Dari ayat tersebut sudah jelas Allah melarang perbuatan yang mendekati zina. Karena zina merupakan perbuatan yang sangat buruk. Oleh karena itu, untuk mencegah perbuatan zina ada tiga langkah efektif yang perlu dilakukan.
Pertama, membekali diri dengan akidah Islam. Dengan mengkaji dan memahami kebenaran ajaran Islam, akan mendorong keterikatan dengan hukum Islam.
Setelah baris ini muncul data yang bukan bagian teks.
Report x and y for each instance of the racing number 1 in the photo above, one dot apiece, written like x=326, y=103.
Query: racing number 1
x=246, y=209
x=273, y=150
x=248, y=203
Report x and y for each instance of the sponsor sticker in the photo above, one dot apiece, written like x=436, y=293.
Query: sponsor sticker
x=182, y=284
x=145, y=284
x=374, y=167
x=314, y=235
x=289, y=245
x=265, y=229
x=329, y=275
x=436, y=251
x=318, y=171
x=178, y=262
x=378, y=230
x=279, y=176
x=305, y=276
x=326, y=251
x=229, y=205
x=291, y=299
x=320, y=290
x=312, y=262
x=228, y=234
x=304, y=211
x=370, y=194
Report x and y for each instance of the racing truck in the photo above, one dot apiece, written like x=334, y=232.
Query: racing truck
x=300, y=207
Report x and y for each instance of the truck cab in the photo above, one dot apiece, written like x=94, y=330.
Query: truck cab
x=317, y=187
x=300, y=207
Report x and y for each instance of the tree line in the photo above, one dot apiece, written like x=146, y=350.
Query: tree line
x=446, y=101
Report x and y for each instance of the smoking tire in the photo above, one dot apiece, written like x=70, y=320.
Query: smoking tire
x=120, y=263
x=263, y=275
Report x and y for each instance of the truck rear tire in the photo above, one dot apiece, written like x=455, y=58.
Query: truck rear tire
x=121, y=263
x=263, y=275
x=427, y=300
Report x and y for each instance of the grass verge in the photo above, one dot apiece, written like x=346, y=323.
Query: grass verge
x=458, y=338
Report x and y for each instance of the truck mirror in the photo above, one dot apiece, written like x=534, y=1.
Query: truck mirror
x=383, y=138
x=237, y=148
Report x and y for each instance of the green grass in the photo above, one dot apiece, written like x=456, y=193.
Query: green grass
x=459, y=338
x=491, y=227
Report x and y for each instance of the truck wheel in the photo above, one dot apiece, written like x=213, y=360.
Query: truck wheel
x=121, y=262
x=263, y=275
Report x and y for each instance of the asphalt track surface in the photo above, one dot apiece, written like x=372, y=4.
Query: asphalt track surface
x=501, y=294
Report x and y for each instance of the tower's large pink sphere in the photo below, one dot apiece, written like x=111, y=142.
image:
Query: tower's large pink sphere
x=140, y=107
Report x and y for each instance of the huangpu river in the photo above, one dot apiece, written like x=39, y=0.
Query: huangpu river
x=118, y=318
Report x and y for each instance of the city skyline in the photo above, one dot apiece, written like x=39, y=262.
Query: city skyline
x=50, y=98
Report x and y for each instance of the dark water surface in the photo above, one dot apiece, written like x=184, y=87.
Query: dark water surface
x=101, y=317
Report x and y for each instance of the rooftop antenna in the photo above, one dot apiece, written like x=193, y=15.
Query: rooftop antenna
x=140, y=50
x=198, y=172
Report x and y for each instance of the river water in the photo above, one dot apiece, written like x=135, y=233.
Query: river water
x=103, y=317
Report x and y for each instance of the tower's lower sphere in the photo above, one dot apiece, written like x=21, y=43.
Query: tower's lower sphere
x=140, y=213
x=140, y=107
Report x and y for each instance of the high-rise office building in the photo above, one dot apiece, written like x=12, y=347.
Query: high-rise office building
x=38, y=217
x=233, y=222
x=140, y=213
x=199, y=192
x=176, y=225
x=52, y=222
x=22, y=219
Kedua, adanya kontrol masyarakat. Sikap masyarakat di sini sangat penting. Ketika masyarakat mau menegur, mengingatkan orang-orang yang berbuat menyimpang, maka akan mencegah meluasnya penyimpangan tersebut. Sebaliknya, ketika masyarakat abai dengan lingkungan sekitar, bahkan menormalisasi perbuatan menyimpang, maka penyimpangan akan meluas dan kerusakan terjadi di mana-mana.
Ketiga, adanya penerapan aturan Islam oleh negara. Ketika aturan Islam diterapkan, semua masalah teratasi dan semua kejahatan bisa dicegah.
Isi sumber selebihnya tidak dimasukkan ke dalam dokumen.